Not all of the money has dried up
Jan 13 2009 by Neil Warwick, The Journal
RAISING finance: grim, unprecedented, doom and gloom, disaster for the economy, market failure, bleak, frightening…
The list could go on and on and comments about the credit crunch could fill this column and, strung together without verbs or conjunctions, would be at least as credible as some of the recent commentaries.
Yes, it is impossible not to hear, see or read something depressing about the current state of the economy. Having got that out of the way it is important to look for positives as markets operate on confidence. As soon as the confidence goes out of the market, whether or not it is the fruit and veg market on the Team Valley or the world’s stock exchanges, there will be an adjustment. Equally, by constantly talking down the economy a recovery will be slow. Therefore looking for positives is not just a cheap morale booster, it is vital to stimulate recovery.

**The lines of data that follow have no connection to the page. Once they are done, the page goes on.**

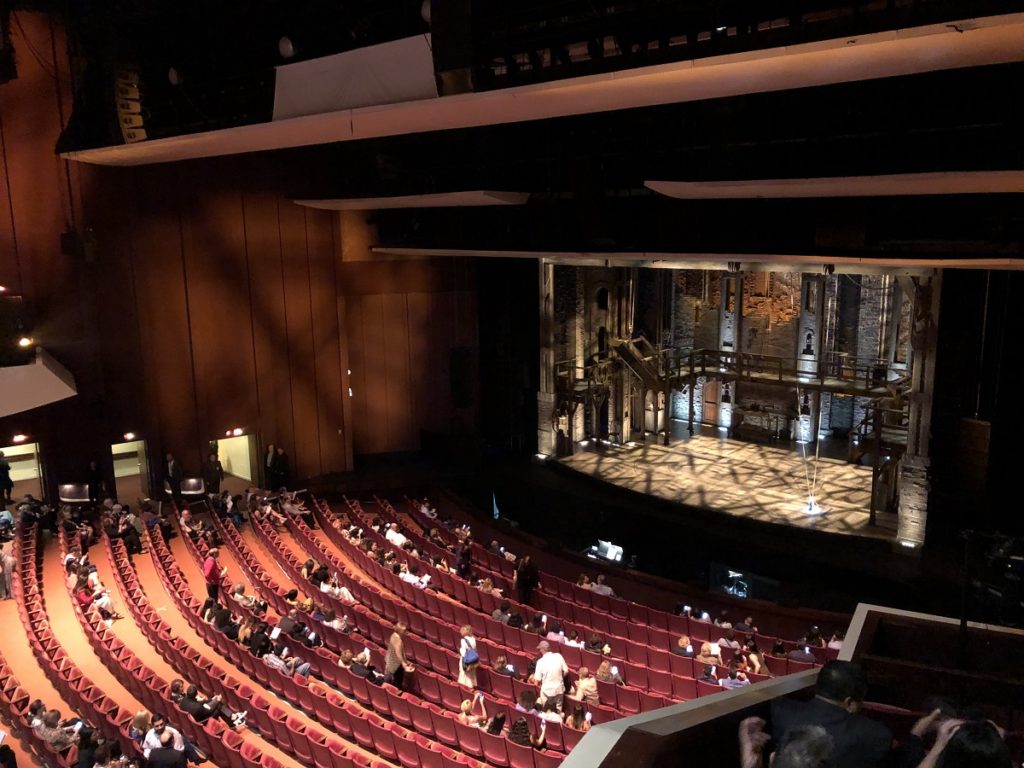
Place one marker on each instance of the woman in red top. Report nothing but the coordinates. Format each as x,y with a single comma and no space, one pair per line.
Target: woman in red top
213,573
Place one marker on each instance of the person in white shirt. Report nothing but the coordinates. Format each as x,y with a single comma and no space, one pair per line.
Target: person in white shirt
728,640
395,537
600,588
152,740
411,574
550,673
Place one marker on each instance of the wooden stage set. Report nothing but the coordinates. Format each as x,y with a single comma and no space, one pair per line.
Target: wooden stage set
739,478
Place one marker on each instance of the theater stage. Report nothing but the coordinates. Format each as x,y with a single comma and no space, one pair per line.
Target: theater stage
738,478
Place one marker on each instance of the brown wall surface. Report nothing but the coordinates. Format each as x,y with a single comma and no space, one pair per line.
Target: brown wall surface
205,300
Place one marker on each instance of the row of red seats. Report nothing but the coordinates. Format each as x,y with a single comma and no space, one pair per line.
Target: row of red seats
14,702
429,721
73,685
656,674
236,753
567,592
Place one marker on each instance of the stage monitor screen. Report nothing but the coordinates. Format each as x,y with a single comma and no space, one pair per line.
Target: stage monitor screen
741,583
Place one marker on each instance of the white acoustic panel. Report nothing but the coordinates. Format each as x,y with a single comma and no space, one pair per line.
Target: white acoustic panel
474,198
969,43
385,74
40,383
898,184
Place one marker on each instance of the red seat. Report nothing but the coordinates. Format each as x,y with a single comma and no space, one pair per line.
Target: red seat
659,683
776,665
628,699
469,739
444,729
322,755
383,741
708,689
299,740
495,751
422,721
545,759
519,756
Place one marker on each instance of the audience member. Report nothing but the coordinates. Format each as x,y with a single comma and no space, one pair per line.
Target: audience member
839,692
585,688
550,673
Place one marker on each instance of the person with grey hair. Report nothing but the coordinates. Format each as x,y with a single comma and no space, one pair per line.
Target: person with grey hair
806,747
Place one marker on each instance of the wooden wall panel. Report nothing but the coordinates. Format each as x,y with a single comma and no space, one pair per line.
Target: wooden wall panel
377,428
327,340
398,380
205,299
266,299
295,265
357,379
422,364
220,328
162,301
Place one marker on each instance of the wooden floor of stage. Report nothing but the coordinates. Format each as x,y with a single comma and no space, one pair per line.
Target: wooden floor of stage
739,478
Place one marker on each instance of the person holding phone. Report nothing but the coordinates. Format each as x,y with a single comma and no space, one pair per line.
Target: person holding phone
577,718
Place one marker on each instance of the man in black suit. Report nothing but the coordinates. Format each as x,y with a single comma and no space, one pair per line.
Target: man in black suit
213,473
839,693
166,756
173,475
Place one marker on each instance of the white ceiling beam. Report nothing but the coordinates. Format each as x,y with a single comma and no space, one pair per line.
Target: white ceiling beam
977,42
899,184
475,198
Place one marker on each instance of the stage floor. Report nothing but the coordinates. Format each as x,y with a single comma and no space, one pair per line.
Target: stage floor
739,478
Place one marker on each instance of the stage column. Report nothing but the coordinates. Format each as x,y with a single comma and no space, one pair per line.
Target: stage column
809,344
914,484
729,336
546,395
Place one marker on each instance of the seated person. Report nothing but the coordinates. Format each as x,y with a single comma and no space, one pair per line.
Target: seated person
466,715
551,711
608,674
728,640
577,718
527,701
708,675
708,656
202,709
596,644
585,688
502,613
520,734
573,639
683,647
58,734
224,621
736,679
537,625
282,659
839,693
251,602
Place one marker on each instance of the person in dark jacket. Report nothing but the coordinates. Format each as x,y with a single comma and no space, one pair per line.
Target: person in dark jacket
526,579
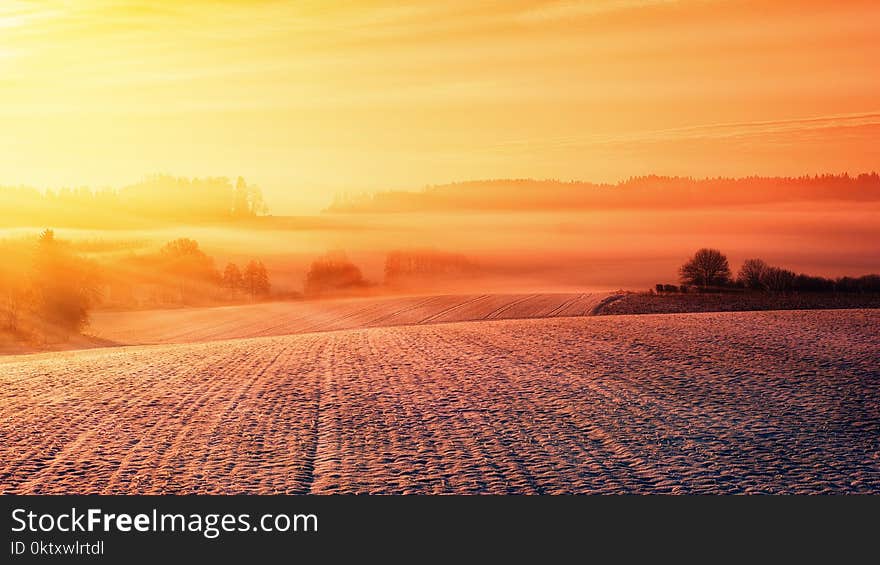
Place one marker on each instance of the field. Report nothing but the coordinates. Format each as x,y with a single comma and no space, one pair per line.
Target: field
285,318
757,402
674,303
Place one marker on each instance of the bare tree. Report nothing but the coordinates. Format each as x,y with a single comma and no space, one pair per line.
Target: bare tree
232,280
256,280
751,274
778,280
708,267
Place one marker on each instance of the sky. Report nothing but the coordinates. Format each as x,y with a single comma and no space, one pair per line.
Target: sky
309,99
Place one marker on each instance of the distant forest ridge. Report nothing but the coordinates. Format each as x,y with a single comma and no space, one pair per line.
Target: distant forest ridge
638,192
159,199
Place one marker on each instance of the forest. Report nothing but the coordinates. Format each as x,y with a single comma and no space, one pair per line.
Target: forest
652,192
157,200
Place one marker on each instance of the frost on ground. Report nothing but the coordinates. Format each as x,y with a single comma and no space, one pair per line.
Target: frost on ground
758,402
191,325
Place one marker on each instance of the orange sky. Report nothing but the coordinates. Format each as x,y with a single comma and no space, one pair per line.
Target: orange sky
312,98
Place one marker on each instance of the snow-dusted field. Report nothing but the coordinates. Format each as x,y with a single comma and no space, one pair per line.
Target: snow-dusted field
191,325
682,403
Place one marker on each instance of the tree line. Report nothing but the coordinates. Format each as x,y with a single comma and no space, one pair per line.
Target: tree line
652,191
47,290
709,269
158,199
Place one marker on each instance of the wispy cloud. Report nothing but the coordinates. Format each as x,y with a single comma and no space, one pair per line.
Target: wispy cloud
716,131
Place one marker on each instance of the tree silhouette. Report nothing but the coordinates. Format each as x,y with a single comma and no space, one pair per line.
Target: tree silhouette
183,260
65,286
232,279
751,274
333,273
708,267
255,280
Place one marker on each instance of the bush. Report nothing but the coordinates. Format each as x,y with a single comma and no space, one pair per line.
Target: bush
333,274
708,267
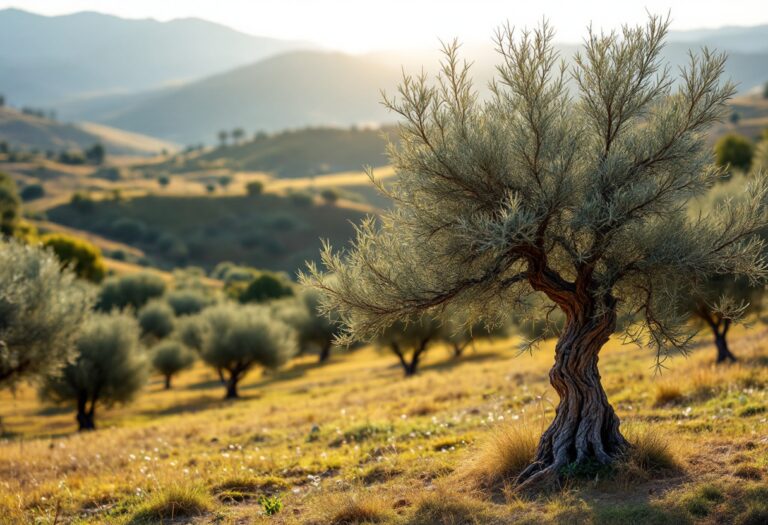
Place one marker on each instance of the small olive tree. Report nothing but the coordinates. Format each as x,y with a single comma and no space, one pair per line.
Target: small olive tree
238,338
171,357
41,309
156,319
580,197
410,340
109,368
132,290
80,255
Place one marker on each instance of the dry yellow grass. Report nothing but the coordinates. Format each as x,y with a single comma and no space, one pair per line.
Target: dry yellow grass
354,429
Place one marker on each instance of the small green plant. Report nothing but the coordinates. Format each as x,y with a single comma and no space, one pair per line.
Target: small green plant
271,504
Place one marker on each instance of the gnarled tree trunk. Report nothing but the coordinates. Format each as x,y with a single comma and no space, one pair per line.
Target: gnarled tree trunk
585,428
85,416
325,352
719,326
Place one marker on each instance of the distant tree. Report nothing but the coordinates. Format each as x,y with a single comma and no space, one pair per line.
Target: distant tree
265,287
77,254
313,328
10,205
187,302
131,290
579,194
41,310
169,358
95,154
238,338
255,187
330,196
734,151
32,192
156,320
109,368
409,341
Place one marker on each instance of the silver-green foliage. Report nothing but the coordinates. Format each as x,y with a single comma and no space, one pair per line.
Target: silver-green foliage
583,198
41,309
171,357
237,338
156,319
109,367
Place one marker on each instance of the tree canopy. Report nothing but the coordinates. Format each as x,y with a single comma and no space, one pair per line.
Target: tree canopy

Obviously in this region we do not have £400bn to kick start the local economy. We do however have a range of funds which can, in a small way, help stimulate growth in the SME sector. Going back to 1999, not to analyse previous market adjustments, but to look at the start of the so called Gap Funding creation which formed the foundation of the Access to Finance programmes. Since then, the region, via One North East, has created at least a dozen significant funds to stimulate SME growth. While many of these are now fully invested, many still have funding available to assist start up and growing companies such as the Regional Investment Fund (Entrust), the NEL Growth Fund (NEL), Proof of Concept Fund (NSEI) and the North East Investment Centre (Business Link).
The Fund Creation, an associate mentoring support offered, has been part of a decade long campaign (the first in the country) to ensure that funds were available to companies that could not raise finance. Ironically, while the impetus for this programme was prudent financial management, it was stimulated from the perspective of ensuring the so-called funding gaps (between unsecured and secured lending, between secured lending and venture capital, etc) did not adversely affect our SME creation. Now it seems doubly prudent that, in credit crunch times, we have lines of funding which some parts of the private sector do not. It should also be noted that a number of banks supported this less than sexy sector out of a sense of responsibility. Northern Rock was one of the first banks to assist this sector.